The skew jumped to 25% right after I added a new shard. Is something wrong?
No, that is expected and self-correcting. A newly added shard starts with zero chunks, so the gap between the fullest and emptiest shard is at its widest the moment the shard joins. The balancer then migrates chunks to it gradually, and the skew falls over the following hours. Watch the trend: if it is dropping, leave it alone. Only worry if it has not moved for a day or more.
Skew is high but Chunks Pending Migration is zero. Why is the balancer not fixing it?
This is the signature of a structural problem rather than a balancer lag. The balancer balances chunk count, and if the chunk counts are already even but one shard’s chunks are far larger or far busier, the balancer considers its job done. The usual causes are jumbo chunks (chunks too large to split or move), a poor shard key that concentrates data into a few ranges, or zones / tag ranges that intentionally pin data. Check for jumbo chunks in sh.status() and review the shard key cardinality.
Does the skew account for how busy each shard is, or only how much data it holds?
Only how much data, measured in chunk count.
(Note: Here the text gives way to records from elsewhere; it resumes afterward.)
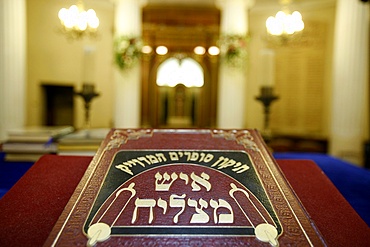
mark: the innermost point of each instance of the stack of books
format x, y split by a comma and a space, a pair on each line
84, 142
30, 143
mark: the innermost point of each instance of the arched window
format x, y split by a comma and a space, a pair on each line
186, 71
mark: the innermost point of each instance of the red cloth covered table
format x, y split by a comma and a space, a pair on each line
30, 209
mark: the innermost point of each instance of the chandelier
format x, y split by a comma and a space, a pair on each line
284, 24
76, 22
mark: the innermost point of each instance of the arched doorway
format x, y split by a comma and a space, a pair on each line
180, 83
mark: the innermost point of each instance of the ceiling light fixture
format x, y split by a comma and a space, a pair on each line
284, 23
77, 23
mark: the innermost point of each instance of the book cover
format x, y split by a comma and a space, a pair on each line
184, 188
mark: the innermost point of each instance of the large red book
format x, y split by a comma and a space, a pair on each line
184, 188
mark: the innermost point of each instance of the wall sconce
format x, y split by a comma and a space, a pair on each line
76, 22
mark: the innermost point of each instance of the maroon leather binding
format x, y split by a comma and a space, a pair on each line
30, 209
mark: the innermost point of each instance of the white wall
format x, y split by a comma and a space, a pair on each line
54, 59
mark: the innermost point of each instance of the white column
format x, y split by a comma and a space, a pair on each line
12, 64
232, 81
350, 80
128, 83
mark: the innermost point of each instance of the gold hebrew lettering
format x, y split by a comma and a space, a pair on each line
166, 181
144, 203
222, 218
177, 201
202, 180
200, 216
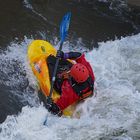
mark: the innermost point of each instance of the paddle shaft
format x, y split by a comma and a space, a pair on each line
54, 72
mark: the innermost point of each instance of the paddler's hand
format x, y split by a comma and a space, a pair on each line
60, 54
52, 107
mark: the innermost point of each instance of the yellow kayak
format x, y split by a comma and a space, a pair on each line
38, 51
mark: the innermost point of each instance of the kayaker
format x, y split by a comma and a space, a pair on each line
73, 84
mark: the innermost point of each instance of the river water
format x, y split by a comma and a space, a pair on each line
103, 29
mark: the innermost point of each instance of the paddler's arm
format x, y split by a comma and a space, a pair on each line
68, 55
52, 107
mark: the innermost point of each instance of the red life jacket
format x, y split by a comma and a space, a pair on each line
83, 90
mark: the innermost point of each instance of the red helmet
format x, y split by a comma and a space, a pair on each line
79, 72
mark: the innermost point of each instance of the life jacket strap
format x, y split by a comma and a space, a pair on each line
83, 90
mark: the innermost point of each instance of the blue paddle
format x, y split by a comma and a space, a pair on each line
64, 27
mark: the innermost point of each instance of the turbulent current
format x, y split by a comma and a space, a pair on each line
113, 114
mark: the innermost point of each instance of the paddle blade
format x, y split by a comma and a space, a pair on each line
64, 26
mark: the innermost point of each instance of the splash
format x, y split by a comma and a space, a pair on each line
113, 114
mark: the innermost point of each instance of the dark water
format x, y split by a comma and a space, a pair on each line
93, 21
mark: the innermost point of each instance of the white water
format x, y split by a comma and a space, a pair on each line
112, 115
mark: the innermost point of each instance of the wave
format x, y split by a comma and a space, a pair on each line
113, 114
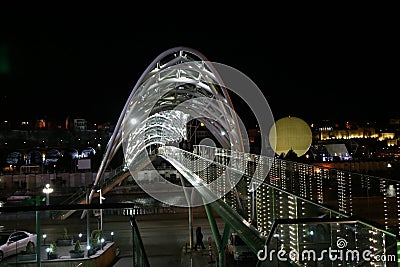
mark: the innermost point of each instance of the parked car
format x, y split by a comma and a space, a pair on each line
13, 242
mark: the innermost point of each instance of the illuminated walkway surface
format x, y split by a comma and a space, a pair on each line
264, 199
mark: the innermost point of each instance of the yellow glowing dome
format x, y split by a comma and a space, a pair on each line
290, 133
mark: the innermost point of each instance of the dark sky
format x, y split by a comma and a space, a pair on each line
332, 69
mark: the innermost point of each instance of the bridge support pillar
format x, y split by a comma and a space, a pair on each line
220, 242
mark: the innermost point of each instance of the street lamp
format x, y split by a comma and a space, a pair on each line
101, 210
47, 190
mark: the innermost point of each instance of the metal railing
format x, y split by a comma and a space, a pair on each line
295, 192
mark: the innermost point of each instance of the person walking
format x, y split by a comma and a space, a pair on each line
199, 238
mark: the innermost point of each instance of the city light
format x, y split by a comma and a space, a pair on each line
47, 190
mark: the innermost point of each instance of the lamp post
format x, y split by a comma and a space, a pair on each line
101, 198
47, 190
44, 239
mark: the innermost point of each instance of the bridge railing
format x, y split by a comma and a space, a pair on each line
276, 200
371, 198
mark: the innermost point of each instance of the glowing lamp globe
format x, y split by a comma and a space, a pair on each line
290, 133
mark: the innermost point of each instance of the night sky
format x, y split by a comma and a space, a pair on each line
312, 70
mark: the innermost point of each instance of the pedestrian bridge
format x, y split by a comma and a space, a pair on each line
333, 217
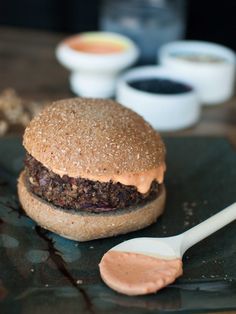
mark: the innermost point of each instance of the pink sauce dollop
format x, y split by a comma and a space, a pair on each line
137, 274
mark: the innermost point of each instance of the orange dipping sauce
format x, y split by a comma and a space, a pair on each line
95, 44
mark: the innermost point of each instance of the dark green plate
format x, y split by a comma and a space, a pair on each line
41, 272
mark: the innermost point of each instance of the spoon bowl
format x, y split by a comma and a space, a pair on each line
145, 265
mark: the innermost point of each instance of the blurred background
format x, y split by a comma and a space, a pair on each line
31, 30
205, 19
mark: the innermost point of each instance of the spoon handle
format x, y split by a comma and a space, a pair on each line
207, 227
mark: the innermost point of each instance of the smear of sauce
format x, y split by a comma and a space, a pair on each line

A shard can be perfectly balanced by chunk count yet hot by traffic if a small number of chunks receive most of the operations (a hot range). That is why this card is paired with Operations per Second (live) and the latency cards: chunk skew is the structural signal, operation rate is the load signal, and you need both to diagnose a hot shard fully.
Can I change the 20% alert threshold?
Yes. The 20% trigger is the generic default for a hot-shard warning. Sensitivity thresholds are configurable per profile in the Sensitivity tab. Clusters that run intentionally lopsided (for example zone-pinned data for regional compliance) may want a higher threshold so the alert does not fire on a deliberate imbalance.
Is the balancing window affecting my skew?
It can. If you have configured a balancing window (a time range during which the balancer is allowed to run), the cluster only rebalances inside that window. A high skew during business hours that only corrects overnight is the expected behaviour of a narrow window. If skew routinely breaches 20% during the day and only resolves at night, either widen the window or accept the daytime imbalance as a known trade-off.